Presentation
Chameleon: A Disaggregated CPU, GPU, and FPGA System for Retrieval-Augmented Language Models
SessionNinth International Workshop on Heterogeneous High-Performance Reconfigurable Computing (H2RC 2023)
DescriptionA Retrieval-Augmented Language Model (RALM) augments a generative language model by retrieving context-specific knowledge from an external database via vector search.
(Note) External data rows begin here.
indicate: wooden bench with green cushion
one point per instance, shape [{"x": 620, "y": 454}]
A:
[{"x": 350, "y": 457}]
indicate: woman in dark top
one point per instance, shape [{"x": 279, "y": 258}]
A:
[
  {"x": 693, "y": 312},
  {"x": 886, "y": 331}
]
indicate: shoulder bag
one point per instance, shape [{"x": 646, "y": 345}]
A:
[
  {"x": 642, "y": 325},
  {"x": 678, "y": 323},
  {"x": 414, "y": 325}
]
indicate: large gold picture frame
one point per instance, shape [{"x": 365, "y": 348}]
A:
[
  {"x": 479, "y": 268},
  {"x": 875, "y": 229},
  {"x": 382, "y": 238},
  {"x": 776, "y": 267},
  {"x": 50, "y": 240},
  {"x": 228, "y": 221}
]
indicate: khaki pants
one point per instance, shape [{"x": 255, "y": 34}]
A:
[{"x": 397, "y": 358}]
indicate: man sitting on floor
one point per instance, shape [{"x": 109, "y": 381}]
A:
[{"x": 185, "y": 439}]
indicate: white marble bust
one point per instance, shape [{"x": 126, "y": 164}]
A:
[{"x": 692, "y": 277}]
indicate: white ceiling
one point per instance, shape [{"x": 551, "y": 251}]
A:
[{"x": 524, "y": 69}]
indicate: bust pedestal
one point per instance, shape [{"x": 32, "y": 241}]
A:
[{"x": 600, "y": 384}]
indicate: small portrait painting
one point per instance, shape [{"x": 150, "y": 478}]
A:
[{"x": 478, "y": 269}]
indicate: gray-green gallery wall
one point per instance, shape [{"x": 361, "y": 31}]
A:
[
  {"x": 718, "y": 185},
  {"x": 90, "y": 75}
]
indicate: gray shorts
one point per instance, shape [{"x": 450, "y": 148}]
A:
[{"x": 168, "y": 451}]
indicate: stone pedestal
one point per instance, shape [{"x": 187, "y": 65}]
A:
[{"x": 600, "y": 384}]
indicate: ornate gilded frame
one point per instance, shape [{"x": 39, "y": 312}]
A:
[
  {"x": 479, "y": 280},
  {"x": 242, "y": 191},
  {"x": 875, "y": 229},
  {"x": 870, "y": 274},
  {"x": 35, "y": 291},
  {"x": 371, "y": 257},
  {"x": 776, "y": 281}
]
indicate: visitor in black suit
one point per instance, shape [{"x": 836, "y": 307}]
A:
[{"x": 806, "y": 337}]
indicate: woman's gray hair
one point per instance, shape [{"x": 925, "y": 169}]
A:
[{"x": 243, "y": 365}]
This strategy facilitates impressive text generation quality even with smaller models, thus saving orders of magnitude of computational resources compared to large language models such as GPT4. However, RALMs introduce significant challenges to system designs due to the diverse workload characteristics of the different RALM components. In this presentation, we present Chameleon, a heterogeneous system that combines CPUs, GPUs, and FPGAs in a disaggregated manner for efficient RALM serving. While GPUs still manage the computationally-intensive model inference, we design a distributed CPU-FPGA engine for large-scale vector search requiring substantial memory capacity and rapid quantized vector decoding, with the CPU server managing the vector index and FPGA-based disaggregated memory nodes scanning database vectors using near-memory accelerators. Chameleon vector search achieves 8.6~29.4x and 1.6~57.9x lower latency than CPU and GPU-based systems.